Personal information
- Date of birth: 1 April 1994 (age 31)
- Place of birth: Atri, Italy
- Position(s): Midfielder

Team information
- Current team: San Nicolò

Senior career*
- Years: Team / Apps / (Gls)
- 2011–2012: Giulianova / 5 / (1)
- 2012–2013: Chievo / 0 / (0)
- 2013: Brescia / 0 / (0)
- 2013–: San Nicolò / 0 / (0)

= Davide Recchiuti =

Italian footballer (born 1994)

Davide Recchiuti (born 1 April 1994) is a former Italian professional footballer who plays for San Nicolò.

==Biography==
Born in Atri, Abruzzo, Recchiuti started his career at Abruzzo club Giulianova. He played for the youth team in Campionato Nazionale Allievi from 2009 to 2011. Recchiuti was the member of the reserve in 2011–12 season, but also played a few games for the first team.

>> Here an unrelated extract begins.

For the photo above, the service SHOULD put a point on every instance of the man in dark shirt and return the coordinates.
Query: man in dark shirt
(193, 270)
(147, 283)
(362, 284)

After the team went bankrupt, he was signed by Chievo. On 31 January 2013 he was signed by Brescia for €500,000 on a 1 1/2-year contract. Brescia did not pay Chievo in cash but instead sold youngster Federico Bontempi (born 1996) in July 2013 to Chievo. Recchiuti made his debut on 8 February 2013 against Milan reserve.

Recchiuti only played 2 games and 7 games respectively for the reserve of Chievo and Brescia.

In August 2013 he was signed by San Nicolò of Eccellenza Abruzzo (Italian 6th highest level).